Aurobindo Pharma Gets FTC Green Light for Lannett Acquisition
$250 Million Deal Secures U.S. Manufacturing and EPS Accretion
Reader Takeaway: FTC approval is a key step; expect EPS boost and expanded US manufacturing capabilities.
What just happened
Aurobindo Pharma Limited, via its subsidiary Aurobindo Pharma USA, Inc., has secured approval from the U.S. Federal Trade Commission (FTC) to proceed with its $250 million cash-free, debt-free acquisition of Lannett Company, LLC. This regulatory clearance is a significant milestone towards the deal's closure, anticipated before the end of June 2026.
Why this matters
The acquisition is strategically designed to bolster Aurobindo's presence in the North American pharmaceutical market. It brings substantial manufacturing capacity, adding approximately 4 billion doses annually from Lannett's Seymour, Indiana facility. Management expects the deal to be immediately accretive to the Aurobindo Group's earnings per share (EPS), signalling a positive financial impact.
The backstory
Aurobindo Pharma has been expanding its global footprint, with a particular focus on strengthening its U.S. operations.
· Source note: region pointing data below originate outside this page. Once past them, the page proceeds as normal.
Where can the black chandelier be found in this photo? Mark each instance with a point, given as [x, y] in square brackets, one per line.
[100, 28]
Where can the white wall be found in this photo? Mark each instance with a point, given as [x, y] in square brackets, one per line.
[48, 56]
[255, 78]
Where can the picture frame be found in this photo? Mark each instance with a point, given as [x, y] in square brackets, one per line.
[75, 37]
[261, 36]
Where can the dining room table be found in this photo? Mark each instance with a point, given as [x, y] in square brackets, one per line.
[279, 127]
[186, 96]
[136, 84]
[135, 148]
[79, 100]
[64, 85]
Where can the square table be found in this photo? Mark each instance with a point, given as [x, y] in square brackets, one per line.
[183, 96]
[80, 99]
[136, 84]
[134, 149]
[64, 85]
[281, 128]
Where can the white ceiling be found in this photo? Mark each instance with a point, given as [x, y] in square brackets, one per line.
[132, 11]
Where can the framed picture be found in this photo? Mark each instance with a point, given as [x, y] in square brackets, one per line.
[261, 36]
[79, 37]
Lannett Company, a provider of generic pharmaceuticals, has faced its own set of market dynamics. This acquisition represents Aurobindo's strategic move to consolidate and enhance its capabilities in a key market.
What changes now
With FTC approval in hand, the path is clearer for Aurobindo Pharma to finalize the $250 million acquisition. The company will now focus on integrating Lannett's operations, including its specialized non-opioid controlled substances portfolio and manufacturing site. Shareholders can anticipate updates on synergy realization and actual EPS impact post-closure.
Risks to watch
While FTC approval removes a major hurdle, potential risks include integration challenges, unexpected costs, and the actual realization of projected operational synergies and EPS accretion. Market conditions and regulatory scrutiny on pharmaceutical deals remain a constant backdrop.
Peer comparison
While specific direct acquisitions might vary, pharmaceutical companies frequently engage in M&A to gain market share, access new product lines, or enhance manufacturing capabilities. Competitors also focus on expanding their generic drug portfolios and U.S.-based production to ensure supply chain resilience.
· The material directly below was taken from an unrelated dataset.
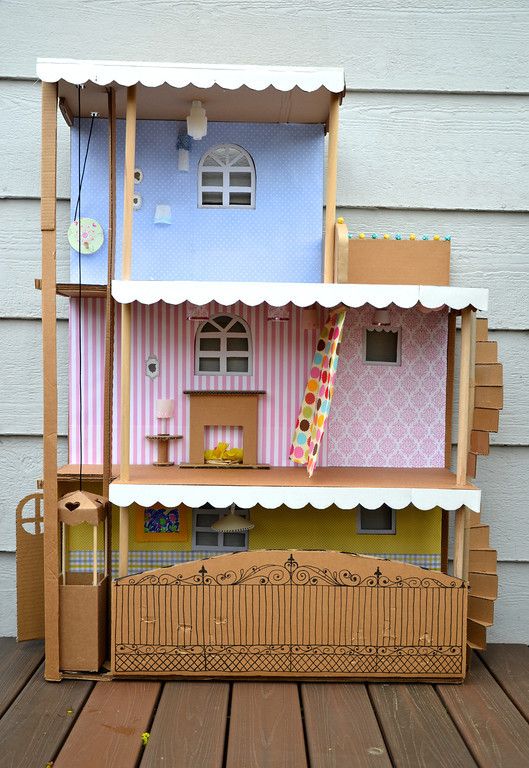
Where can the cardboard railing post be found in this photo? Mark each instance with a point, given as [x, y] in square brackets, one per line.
[330, 193]
[49, 361]
[465, 385]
Context metrics (time-bound)
The transaction value is set at $250 million on a cash-free, debt-free basis. Regulatory approval was received from the FTC. The expected closure date is before the end of June 2026. The acquired manufacturing capacity is approximately 4 billion doses annually.
What to track next
Investors should monitor the final closing of the transaction and subsequent financial reports for details on the integration progress. Key metrics to watch will be the realization of cost and SG&A synergies, and the confirmed impact on Aurobindo's consolidated EPS.